What I did about it?
I found myself in this situation because I had focused all of my time and all of my learning just on leadership and management. I had let a gap grow for too long at a time when it seems like everything changed. I had gotten involved with a specific domain and focused on the specific problems in front of me. Until I realized how far removed I had gotten and how I could not jump in and help out a team under a deadline crunch. On the other hand, I had learned a lot about leadership in the past and I do not regret the learning I did on those skills. They helped me focus on improving in the skills I needed to get what I wanted to get done. The one thing I might have changed was to have more of a balanced approach.
I focused my life on continuous learning. I started from the beginning and did not rush it. I spent mornings and weekends watching videos to get up to speed with the technologies that had changed. I shadowed teams and got involved as much as I could. I started a side project. I volunteered to jump in and do some of the work the teams would normally do and did it in addition to my other responsibilities.
I keep a learning journal and in the style of Benjamin Franklin I write down what I learned each day (I am getting more consistent about this at least). I have made this a habit. I keep a list of things that I want to learn and I leverage others to teach me how we do specific things.
I tried to get as hands-on as I can – and I had a lot of fun doing it.
Now, is my goal to become the best developer on the team? — hell no, that would be a waste of my time and I would be wasting the company’s investment in me. My goal is to have enough of the context to truly understand the challenges and day to day work of my teams. This will help me do the best job that I can in my role and be able to steer my team into delivering the most business value that I can [which in the end is my job].

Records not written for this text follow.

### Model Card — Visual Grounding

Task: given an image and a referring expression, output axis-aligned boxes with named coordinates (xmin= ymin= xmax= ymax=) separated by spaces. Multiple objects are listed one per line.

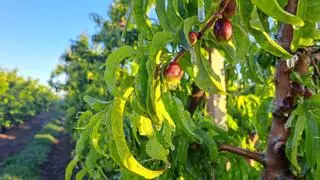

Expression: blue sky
xmin=0 ymin=0 xmax=112 ymax=84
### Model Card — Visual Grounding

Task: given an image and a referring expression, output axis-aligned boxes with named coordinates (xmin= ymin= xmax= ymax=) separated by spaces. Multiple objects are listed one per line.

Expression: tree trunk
xmin=207 ymin=50 xmax=227 ymax=129
xmin=262 ymin=0 xmax=301 ymax=180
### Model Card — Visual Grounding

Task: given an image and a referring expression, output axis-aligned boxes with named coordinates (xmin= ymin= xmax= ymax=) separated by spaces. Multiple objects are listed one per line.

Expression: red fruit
xmin=282 ymin=96 xmax=294 ymax=110
xmin=304 ymin=88 xmax=313 ymax=98
xmin=189 ymin=32 xmax=198 ymax=46
xmin=213 ymin=18 xmax=232 ymax=41
xmin=220 ymin=0 xmax=237 ymax=18
xmin=291 ymin=82 xmax=305 ymax=96
xmin=165 ymin=61 xmax=183 ymax=83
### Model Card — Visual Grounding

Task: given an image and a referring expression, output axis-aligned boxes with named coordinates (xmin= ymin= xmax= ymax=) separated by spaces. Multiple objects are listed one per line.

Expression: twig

What I did realize was that I forgot how much I loved my old job. It is fun to solve problems and provide instant value to the business. You get a much better understanding of the impact of decisions when you understand the little picture as much as the big picture. You feel good and it may help ignite that spark back in you that you had when you did that job and wanted to get into management.
A word of caution…
If you have stopped learning for a while it can be very hard to get back into things. A manager’s lifestyle can sometimes be going more shallow into ideas and trying to make quicker decisions which can make slowing down and learning harder. That ability to tune everything out and focus is like a muscle that might need to strengthened first. I would check out Cal Newport’s book Deep Work if you want to learn more about this.
One last contributing factor
Phil Libin of Evernote discussed in his podcast on Tim Ferriss show that most companies need to throw away and rebuiild the way that they work every time that they scale x3 – 1-3-10-30-100,300, etc. I think that managers need to identify the time when they have a disconnect with the way that they used to do things. They may need to go deep and spend time getting their hands dirty again. Consider it a management sabbatical or a side job. After going through mine, I feel that I am making better decisions based on it.
An alternate view
One might argue that if you have teams that are empowered and self organizing that you can be hands off and let them make all of the decisions and recommendations from the bottom up. I love teams that work like this and completely agree that they are the most effective teams. In my experience the best business decisions are made when both the teams and management collaborate on the problem solving and decisions and have a shared pool of knowledge (not always shared agreement on facts) to work through. Believe it or not, there is a reason for management, and the more on the same page the teams and management are — the better for the business (which is what it is ALL about).